Within the staging and framing of the camera, as well as Swinton’s calibrated dual performances, it feels as if two characters are conversing in the same space, even if they never share it. The daughter, Julie Hart (Swinton) is a filmmaker trying to work on her next project (I didn’t clock that her name is carried over from the autobiographical character in Hogg’s The Souvenir movies). The mother, Rosalind (Swinton), grew up in the hotel as a transplant during World War II and spends her time organising Christmas cards and eventually reminiscing about painful memories. Then there’s Louise the dog who needs walks, which often take place at night on the hotel grounds.
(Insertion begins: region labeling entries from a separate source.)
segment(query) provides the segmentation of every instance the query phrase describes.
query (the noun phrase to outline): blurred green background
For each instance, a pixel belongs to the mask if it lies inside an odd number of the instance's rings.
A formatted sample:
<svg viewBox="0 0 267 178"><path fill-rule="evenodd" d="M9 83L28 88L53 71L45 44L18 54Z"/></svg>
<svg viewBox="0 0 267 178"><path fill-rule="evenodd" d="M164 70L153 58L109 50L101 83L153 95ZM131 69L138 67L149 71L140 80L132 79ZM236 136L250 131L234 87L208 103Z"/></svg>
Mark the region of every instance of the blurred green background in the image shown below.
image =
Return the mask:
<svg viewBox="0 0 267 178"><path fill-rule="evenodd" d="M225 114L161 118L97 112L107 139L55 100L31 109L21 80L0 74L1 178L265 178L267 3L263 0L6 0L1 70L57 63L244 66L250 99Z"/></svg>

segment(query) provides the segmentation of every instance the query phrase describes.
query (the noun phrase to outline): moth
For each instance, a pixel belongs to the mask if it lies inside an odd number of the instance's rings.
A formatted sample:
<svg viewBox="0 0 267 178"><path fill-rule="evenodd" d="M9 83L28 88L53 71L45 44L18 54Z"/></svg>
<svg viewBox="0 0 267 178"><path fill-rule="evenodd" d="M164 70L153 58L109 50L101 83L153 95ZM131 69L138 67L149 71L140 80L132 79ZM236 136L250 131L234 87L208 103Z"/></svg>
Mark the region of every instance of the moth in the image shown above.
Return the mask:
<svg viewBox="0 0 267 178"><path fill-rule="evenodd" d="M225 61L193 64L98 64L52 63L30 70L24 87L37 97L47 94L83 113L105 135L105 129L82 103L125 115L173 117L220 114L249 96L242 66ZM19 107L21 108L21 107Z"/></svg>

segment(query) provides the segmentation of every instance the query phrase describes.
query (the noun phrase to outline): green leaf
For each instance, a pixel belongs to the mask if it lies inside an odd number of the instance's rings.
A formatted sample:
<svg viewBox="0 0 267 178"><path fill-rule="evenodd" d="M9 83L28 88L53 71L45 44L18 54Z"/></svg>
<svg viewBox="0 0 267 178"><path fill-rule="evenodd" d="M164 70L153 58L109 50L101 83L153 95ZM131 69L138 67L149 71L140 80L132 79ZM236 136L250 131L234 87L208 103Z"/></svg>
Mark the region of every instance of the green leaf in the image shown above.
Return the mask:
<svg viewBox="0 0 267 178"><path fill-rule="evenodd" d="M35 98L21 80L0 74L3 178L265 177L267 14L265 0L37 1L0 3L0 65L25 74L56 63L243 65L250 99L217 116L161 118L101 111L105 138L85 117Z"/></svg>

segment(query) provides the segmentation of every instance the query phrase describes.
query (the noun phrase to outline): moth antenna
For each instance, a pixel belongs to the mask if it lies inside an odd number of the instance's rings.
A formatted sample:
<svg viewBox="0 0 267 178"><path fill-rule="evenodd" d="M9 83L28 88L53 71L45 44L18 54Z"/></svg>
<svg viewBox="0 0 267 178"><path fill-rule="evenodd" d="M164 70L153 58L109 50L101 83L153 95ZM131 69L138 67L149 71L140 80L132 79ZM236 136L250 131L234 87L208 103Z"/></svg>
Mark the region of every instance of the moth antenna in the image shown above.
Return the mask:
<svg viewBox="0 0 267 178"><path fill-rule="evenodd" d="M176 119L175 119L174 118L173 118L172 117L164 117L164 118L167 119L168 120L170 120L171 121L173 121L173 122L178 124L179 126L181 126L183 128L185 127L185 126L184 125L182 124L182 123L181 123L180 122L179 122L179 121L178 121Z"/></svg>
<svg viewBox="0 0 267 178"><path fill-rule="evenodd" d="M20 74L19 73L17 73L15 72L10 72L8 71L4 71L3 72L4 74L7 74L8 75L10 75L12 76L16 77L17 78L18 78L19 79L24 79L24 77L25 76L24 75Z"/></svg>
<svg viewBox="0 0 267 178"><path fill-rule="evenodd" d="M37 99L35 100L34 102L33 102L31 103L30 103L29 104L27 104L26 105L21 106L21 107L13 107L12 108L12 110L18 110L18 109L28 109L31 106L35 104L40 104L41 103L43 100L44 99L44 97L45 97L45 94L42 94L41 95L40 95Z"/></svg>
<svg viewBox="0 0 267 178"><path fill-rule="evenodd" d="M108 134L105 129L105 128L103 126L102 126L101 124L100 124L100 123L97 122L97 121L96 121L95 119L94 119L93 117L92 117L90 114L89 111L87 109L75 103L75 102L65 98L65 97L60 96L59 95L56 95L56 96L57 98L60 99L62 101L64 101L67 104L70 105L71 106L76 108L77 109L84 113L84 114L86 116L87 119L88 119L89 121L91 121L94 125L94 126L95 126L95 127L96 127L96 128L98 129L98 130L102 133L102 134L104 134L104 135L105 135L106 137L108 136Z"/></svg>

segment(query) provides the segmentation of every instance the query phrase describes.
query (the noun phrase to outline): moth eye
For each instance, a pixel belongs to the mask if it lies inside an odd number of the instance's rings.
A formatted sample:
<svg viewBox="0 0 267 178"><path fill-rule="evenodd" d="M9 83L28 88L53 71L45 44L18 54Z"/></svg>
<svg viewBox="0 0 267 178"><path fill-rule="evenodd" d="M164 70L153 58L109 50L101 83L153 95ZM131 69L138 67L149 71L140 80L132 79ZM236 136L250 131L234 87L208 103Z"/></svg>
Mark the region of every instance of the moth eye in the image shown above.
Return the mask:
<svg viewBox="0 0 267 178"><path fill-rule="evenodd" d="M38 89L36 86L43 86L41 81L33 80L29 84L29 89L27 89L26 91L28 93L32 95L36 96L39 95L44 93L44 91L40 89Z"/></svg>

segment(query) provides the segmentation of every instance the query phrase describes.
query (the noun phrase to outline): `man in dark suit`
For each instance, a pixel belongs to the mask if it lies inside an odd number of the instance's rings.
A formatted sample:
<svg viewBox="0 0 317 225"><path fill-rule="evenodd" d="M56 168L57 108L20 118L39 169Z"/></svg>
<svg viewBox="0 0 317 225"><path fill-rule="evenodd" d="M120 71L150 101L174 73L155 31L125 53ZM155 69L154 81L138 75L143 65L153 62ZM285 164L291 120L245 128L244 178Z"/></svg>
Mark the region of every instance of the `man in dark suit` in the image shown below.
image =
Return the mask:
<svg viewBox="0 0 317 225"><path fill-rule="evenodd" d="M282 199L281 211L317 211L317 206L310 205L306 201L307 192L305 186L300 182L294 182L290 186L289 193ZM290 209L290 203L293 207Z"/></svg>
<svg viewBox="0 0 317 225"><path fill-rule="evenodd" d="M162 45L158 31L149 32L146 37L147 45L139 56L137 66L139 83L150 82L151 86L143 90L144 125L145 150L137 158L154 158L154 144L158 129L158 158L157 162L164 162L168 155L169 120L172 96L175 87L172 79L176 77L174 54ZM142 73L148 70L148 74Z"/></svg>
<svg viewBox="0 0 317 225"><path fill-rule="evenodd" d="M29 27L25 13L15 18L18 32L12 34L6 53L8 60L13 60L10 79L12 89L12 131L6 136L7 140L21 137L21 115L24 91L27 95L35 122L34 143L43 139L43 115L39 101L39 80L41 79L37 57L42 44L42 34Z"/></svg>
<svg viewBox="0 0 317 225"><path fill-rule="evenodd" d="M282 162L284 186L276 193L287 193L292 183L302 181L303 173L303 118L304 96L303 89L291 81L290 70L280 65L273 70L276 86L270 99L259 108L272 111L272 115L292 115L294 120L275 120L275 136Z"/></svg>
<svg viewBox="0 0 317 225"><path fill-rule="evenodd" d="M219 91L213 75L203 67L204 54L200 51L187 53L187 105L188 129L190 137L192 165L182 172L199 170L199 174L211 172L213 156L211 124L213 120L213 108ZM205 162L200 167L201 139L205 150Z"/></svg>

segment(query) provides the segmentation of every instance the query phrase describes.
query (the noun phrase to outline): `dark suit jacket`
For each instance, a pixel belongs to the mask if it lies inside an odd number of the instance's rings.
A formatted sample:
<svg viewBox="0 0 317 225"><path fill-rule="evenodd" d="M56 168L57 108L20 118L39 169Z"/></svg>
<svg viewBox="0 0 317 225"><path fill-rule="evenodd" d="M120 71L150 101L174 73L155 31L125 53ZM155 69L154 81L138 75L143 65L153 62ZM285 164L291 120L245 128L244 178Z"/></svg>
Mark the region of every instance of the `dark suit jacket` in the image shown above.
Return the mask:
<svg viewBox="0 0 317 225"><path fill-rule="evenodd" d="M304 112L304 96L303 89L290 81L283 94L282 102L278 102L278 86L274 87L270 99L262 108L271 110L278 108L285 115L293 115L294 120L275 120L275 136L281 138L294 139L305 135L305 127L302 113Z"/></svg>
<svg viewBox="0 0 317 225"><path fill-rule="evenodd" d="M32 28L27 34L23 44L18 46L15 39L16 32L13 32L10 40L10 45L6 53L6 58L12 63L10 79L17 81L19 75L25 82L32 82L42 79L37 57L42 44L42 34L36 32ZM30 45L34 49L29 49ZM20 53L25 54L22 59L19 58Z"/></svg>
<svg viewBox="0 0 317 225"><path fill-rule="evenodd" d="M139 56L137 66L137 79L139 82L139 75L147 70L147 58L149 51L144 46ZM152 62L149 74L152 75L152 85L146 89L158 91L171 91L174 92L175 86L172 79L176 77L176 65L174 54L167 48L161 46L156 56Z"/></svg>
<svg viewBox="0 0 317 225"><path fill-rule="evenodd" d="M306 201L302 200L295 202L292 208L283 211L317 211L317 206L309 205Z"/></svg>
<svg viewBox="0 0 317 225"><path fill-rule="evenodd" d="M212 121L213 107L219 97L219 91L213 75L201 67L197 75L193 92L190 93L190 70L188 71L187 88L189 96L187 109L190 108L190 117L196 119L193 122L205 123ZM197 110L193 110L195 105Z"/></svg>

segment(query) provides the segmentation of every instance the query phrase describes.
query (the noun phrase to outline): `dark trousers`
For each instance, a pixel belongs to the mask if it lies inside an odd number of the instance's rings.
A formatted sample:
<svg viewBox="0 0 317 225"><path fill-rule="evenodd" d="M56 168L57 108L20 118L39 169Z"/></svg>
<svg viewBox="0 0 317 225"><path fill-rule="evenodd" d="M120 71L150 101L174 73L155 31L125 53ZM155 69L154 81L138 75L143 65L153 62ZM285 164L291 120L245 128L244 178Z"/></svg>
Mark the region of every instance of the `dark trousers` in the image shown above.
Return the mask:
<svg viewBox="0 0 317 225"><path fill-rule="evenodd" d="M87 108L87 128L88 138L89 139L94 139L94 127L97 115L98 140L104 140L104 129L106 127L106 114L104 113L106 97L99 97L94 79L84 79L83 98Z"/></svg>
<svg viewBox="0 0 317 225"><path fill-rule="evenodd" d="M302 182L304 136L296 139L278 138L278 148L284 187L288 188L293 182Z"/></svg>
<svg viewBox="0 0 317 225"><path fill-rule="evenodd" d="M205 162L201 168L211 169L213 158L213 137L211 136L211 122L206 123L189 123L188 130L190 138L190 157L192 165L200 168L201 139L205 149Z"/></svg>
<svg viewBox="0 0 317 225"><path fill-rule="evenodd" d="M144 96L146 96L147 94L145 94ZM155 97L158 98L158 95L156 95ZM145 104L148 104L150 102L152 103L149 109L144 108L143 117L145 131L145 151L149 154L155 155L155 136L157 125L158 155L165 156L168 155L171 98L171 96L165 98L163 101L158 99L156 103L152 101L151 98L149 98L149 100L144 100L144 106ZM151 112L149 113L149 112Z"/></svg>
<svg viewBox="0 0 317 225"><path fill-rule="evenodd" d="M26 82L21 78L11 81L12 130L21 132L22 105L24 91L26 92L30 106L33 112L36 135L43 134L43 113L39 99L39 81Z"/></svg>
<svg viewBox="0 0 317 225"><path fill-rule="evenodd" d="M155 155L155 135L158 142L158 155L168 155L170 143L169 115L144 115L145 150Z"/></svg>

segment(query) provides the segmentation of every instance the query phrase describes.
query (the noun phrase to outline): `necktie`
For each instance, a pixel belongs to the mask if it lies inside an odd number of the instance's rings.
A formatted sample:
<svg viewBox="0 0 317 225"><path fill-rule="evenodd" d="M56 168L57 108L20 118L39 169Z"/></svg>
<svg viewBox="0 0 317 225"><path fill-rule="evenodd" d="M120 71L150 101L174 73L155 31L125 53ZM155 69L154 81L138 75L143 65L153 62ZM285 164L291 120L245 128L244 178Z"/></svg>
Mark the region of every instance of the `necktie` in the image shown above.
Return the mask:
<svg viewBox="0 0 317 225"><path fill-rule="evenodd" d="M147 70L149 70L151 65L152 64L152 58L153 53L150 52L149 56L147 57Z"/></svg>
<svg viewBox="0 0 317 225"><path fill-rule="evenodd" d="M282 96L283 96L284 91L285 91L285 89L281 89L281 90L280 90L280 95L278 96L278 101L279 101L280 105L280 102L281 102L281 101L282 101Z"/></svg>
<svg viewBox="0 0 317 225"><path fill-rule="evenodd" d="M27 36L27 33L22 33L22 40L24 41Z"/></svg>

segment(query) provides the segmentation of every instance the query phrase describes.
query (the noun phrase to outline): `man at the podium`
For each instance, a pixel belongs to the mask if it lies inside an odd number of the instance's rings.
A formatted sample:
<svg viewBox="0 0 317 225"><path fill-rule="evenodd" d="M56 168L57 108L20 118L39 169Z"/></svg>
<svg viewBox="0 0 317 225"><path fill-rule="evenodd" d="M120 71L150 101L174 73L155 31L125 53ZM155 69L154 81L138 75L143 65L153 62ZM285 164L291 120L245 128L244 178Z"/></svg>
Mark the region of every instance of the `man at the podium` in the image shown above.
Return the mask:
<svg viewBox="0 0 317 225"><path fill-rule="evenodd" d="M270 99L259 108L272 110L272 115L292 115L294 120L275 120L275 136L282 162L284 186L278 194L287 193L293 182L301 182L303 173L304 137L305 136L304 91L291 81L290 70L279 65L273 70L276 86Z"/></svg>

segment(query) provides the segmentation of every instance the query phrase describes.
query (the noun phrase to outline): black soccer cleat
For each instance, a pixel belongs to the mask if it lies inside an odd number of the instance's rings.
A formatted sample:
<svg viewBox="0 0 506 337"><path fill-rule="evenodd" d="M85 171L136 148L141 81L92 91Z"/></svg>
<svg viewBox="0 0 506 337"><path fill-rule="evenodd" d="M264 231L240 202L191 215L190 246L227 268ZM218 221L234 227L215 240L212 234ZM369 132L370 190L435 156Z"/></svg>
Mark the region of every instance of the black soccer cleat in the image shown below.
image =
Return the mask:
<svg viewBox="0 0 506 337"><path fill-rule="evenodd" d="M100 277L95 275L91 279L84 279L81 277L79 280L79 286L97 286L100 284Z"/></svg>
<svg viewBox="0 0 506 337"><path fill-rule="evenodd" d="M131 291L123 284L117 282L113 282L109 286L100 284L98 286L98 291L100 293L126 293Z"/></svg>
With the dramatic orchestral music and the 16mm cinematography by Ed Rutherford, The Eternal Daughter works in the tradition of classic ghost stories, framing Swinton like Deborah Kerr in The Innocents. Though it really deals with more relatable anxieties and fears, wandering a hotel feeling like you’re the only one there, or hearing something (a voice? a scream?) within a howling wind. Eventually the film steps into the metatextual and presumably autobiographical, a consideration of love and agony within a mother and daughter relationship, and how to depict that creatively.
Atmospheric in its look and sound, The Eternal Daughter nicely develops from its initial table-setting into something emotionally and thematically resonant. Even if I don’t have the same relationship as depicted between mother and daughter, it keys into the muddling of parent and child roles when people get older, and the importance of trying to hold onto things even as they are impermanent, like breath fogging up a window pane and fading away.